Oh man. I don't have a great answer here because it is hard to measure success but here are two stories, both of which I have probably told in some form:

  1. As a journalist, my favorite bad pitch is Dentacoin, the cryptocurrency for dentists. What is bad about this is (1) cryptocurrency for dentists and (2) they have sent me daily emails about it for months. Each email is about a new dental practice adopting it or something (???), so I assume they are having some kind of success.
  2. As a banker, I kept a folder of Bad Pitchbook Pages. When I left, out of misplaced scrupulousness, I handed it off to someone else on my desk rather than sneaking it out with me. One of my favorites was a page listing clients we had previously worked with on some sort of transaction. But the transaction was confidential - not like a bond offering but something that companies don't disclose (I forget what, maybe a tax thing or something). And so the list was an *accurate*, real list of like 60 companies names, *all of them blacked out*. Just 60 black bars on a page with like "Our Satisfied Clients" at the top.

matt_levine147 karma

I dunno that sounds like a fine question, though thinking about my time in banking I am not sure I could have answered it. Like in what I did - a capital-markets-and-derivatives desk in the investment banking group at a giant bank - a lot of my day-to-day work was pretty project-oriented. You'd be working to get a trade done, which meant opening proprietary pricing software to price the trade, and opening Excel to make some charts and financial analyses for the client to understand how the trade worked, and then opening Word to mark up an offering memo or an ISDA confirm, and then sending emails to lawyers to ask about those documents, and then making a new spreadsheet and sending it to credit to get credit approval, and then writing a committee memo in Word, and a lot of emails along the way.

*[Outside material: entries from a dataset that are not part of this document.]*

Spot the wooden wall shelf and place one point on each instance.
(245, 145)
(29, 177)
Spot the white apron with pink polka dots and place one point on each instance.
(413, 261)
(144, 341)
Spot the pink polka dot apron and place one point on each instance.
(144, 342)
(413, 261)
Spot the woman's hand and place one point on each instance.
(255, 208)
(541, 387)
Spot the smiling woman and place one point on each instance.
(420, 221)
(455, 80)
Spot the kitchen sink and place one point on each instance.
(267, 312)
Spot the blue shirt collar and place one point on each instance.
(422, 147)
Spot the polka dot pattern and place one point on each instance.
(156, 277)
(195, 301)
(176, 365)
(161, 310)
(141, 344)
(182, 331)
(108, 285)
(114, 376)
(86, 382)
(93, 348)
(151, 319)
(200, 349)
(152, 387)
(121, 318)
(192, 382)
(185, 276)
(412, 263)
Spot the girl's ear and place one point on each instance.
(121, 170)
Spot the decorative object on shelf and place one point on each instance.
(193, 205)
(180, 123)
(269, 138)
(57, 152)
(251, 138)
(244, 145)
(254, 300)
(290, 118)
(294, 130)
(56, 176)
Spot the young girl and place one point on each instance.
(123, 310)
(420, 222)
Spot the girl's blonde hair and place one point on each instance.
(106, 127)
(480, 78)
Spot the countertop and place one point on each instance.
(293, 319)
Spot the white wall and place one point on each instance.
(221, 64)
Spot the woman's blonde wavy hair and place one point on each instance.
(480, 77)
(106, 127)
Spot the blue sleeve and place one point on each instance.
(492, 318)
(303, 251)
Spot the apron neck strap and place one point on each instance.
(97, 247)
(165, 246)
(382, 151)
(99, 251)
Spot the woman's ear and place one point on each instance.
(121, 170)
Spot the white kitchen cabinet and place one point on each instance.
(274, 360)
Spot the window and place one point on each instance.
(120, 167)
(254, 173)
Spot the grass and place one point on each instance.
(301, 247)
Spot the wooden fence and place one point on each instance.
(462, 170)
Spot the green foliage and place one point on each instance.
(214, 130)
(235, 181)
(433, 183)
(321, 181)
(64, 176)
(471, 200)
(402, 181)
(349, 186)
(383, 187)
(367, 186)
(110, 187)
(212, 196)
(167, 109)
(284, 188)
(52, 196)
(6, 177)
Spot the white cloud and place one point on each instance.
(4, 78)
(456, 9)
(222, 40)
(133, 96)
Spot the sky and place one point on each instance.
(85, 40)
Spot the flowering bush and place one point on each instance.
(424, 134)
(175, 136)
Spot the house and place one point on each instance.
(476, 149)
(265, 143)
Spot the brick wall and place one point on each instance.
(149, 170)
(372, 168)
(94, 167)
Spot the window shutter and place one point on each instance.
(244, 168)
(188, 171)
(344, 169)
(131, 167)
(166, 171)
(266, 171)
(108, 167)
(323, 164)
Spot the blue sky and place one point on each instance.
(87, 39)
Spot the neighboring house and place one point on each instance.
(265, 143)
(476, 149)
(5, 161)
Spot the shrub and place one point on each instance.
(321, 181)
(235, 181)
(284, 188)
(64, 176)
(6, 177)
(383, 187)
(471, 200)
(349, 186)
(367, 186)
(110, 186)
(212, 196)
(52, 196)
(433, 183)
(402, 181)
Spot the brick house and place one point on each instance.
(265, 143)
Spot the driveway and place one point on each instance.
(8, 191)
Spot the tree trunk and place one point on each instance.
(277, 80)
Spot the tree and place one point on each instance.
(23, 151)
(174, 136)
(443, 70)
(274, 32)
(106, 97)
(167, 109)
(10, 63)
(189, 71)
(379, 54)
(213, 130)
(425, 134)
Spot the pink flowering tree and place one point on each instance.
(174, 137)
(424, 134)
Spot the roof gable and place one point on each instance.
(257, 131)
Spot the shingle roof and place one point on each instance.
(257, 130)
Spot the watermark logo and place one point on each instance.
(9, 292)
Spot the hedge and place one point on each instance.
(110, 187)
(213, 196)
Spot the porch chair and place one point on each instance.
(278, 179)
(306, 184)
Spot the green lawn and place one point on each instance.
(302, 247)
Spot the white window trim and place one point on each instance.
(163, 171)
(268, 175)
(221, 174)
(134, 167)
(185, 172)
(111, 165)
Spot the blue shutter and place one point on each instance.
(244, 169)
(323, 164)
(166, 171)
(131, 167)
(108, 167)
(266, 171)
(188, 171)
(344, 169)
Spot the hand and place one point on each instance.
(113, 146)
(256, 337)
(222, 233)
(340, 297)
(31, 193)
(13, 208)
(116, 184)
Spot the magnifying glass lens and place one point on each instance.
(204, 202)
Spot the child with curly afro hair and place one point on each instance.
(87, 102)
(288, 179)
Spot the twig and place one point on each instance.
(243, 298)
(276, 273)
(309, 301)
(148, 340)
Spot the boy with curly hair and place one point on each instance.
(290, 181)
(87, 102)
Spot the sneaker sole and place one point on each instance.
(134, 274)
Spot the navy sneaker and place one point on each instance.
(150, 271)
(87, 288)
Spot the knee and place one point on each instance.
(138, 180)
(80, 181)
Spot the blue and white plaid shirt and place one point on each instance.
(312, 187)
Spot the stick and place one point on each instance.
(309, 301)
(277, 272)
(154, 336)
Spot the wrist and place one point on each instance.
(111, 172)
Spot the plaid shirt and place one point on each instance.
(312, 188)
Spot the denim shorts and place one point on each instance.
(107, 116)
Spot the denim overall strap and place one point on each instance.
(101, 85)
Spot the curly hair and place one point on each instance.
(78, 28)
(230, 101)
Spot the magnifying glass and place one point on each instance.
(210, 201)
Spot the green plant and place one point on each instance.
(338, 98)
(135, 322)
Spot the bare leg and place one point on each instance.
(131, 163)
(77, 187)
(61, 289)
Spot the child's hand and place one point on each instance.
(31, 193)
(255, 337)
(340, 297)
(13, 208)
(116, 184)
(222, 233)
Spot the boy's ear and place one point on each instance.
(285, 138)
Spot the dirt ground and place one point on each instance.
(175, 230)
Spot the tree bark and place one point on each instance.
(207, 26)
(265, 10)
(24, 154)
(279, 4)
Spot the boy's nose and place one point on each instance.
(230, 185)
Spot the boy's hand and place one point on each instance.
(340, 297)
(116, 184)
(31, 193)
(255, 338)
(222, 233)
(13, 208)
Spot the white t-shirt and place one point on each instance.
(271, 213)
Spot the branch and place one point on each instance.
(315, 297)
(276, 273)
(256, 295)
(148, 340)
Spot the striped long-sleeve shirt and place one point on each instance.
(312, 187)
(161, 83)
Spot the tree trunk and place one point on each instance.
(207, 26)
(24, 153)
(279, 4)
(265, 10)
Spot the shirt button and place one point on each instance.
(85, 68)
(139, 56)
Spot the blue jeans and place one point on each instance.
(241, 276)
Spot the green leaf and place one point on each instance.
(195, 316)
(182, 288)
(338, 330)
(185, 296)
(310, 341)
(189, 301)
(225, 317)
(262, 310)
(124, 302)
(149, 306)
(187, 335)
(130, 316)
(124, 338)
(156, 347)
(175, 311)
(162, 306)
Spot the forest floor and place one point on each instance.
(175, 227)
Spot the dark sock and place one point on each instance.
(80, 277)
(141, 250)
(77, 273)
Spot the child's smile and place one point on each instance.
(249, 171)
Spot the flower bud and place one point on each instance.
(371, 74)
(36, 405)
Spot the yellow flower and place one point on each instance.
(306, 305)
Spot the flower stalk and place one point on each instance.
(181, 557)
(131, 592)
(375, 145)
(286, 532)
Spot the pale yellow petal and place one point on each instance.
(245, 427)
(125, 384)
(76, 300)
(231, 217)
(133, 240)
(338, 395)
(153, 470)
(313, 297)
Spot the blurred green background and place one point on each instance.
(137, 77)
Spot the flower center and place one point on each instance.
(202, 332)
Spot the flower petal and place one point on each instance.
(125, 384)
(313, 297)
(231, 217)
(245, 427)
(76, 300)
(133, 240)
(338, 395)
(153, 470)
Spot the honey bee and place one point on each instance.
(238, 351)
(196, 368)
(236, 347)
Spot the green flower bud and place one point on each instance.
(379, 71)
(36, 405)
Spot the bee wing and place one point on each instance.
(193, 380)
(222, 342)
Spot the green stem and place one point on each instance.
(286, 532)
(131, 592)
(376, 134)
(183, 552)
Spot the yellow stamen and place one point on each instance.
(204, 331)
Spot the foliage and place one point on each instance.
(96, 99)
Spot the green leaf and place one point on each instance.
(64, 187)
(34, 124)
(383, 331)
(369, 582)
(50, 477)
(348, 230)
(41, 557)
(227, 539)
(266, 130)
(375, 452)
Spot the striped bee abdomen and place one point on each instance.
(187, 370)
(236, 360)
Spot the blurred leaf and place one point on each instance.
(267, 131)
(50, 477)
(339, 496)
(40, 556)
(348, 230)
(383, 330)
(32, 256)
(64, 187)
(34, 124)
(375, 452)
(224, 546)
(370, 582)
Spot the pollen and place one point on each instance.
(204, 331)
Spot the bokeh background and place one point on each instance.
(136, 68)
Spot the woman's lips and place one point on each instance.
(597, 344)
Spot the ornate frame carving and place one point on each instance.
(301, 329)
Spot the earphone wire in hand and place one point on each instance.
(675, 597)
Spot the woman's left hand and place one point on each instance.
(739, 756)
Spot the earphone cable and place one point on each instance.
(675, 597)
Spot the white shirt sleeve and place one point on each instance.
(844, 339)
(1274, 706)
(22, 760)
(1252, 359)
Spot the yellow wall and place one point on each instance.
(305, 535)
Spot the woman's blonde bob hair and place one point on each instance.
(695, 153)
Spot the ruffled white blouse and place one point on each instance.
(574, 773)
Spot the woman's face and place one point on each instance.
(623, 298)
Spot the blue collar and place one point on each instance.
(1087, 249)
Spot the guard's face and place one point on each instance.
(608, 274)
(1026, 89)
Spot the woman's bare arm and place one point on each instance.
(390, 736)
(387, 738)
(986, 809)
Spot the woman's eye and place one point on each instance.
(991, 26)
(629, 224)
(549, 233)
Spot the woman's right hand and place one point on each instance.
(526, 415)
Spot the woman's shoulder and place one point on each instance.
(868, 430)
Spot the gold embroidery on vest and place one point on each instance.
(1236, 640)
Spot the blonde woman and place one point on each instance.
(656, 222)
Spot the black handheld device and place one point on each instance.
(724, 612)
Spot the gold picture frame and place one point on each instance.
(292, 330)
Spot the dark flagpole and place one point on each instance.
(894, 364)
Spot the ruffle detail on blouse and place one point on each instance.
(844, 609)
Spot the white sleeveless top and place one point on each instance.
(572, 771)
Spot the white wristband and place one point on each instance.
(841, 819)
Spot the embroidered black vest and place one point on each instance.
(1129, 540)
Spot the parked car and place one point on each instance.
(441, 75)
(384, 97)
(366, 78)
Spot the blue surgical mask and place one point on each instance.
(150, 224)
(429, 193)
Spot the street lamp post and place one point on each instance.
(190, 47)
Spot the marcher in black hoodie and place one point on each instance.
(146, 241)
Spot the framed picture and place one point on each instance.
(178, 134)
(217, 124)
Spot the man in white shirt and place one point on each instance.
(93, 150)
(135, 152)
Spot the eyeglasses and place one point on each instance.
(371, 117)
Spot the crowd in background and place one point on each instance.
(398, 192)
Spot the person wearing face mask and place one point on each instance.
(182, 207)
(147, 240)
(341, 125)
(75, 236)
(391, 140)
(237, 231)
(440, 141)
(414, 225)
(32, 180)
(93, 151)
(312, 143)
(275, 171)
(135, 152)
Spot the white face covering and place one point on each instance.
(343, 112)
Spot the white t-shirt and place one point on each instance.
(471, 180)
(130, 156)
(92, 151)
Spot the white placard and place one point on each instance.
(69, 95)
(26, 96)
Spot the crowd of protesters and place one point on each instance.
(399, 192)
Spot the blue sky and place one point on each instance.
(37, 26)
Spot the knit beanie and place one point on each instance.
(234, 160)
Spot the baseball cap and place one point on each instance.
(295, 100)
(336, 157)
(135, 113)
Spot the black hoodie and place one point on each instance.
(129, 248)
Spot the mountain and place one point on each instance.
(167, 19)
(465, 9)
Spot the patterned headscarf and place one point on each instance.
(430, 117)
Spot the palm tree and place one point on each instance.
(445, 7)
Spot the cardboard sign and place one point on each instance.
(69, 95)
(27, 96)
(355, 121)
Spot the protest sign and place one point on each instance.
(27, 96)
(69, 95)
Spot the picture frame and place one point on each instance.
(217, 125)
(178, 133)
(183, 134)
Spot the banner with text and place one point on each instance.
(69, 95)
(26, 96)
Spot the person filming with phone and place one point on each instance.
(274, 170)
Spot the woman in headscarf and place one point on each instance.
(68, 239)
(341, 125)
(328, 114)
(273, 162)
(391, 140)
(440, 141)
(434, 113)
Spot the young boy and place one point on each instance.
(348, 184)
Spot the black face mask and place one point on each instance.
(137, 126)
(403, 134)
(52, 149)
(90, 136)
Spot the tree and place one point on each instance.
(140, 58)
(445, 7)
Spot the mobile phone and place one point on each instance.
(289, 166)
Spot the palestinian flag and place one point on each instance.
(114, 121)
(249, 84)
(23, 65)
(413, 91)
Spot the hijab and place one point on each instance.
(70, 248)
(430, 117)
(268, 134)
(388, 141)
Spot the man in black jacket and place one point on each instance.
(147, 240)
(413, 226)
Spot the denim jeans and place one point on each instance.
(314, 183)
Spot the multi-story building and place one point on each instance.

And another big part of my work was writing and reviewing pitchbooks (in Word, oddly; GS does pitchbooks in Word and I have basically no idea how to use PowerPoint), and then getting on planes to visit companies and be like "the convert market is hot, you could do a bond at 1s up 30, let's do it," and having them nod politely, and then getting back on the plane.

matt_levine98 karma

  1. That is a hard question having to do with audience appeal and my own interests and skills evolving, but one part of the answer is that in the few years after the financial crisis there were a lot of really detailed disclosures--often from court documents--about derivatives deals gone wrong. Since the statute of limitations ran on a lot of this stuff, there are fewer of those things. It is hard to write in detail about derivatives structures when, as is often the case, the actual deal terms are not public.
  2. I dunno, do you have any ideas? I do think that what I do is fun for me and people seem to like it, and there are not super obvious things that I would be better at. One answer is I suppose "structure weird deals for hedge funds"; like, I admire the people who came up with the Codere/etc. trades and it might be fun to be one of them. (Lucrative too.)

matt_levine85 karma

Super boring: I have an RSS feed of many (mostly obvious) sources, I spend a lot of time on Twitter, I skim the web pages of major financial publications, and people email me stuff. Probably the majority of things I write about, especially at the top of the newsletter, are just things that have been in Bloomberg News or the WSJ or FT or Times or wherever. A significant minority are SEC enforcement actions, etc., which tend to come in through my RSS. The rest is sometimes from RSS but probably mostly from tips.

matt_levine73 karma

I made the leap by making the leap. I had no particular background or reason to think I'd be good at blogging about finance on the internet, but I didn't really want to be a banker anymore and I thought it'd be fun, so I did it. It was helpful that I had saved up, not only enough money to subsidize working at Dealbreaker for a while, but also a certain amount of, like, prestige. Like if I went and screwed around at Dealbreaker for six months and it was a disaster, I'd still have Harvard/Yale/Wachtell/Goldman on my resume and I could probably bounce back somehow.

I ... look there are moments when I wished I could afford more real estate, but I gotta tell you it almost never bugs me not to work in finance. So far the tradeoffs have been, not just worth it, but comically, obviously worth it.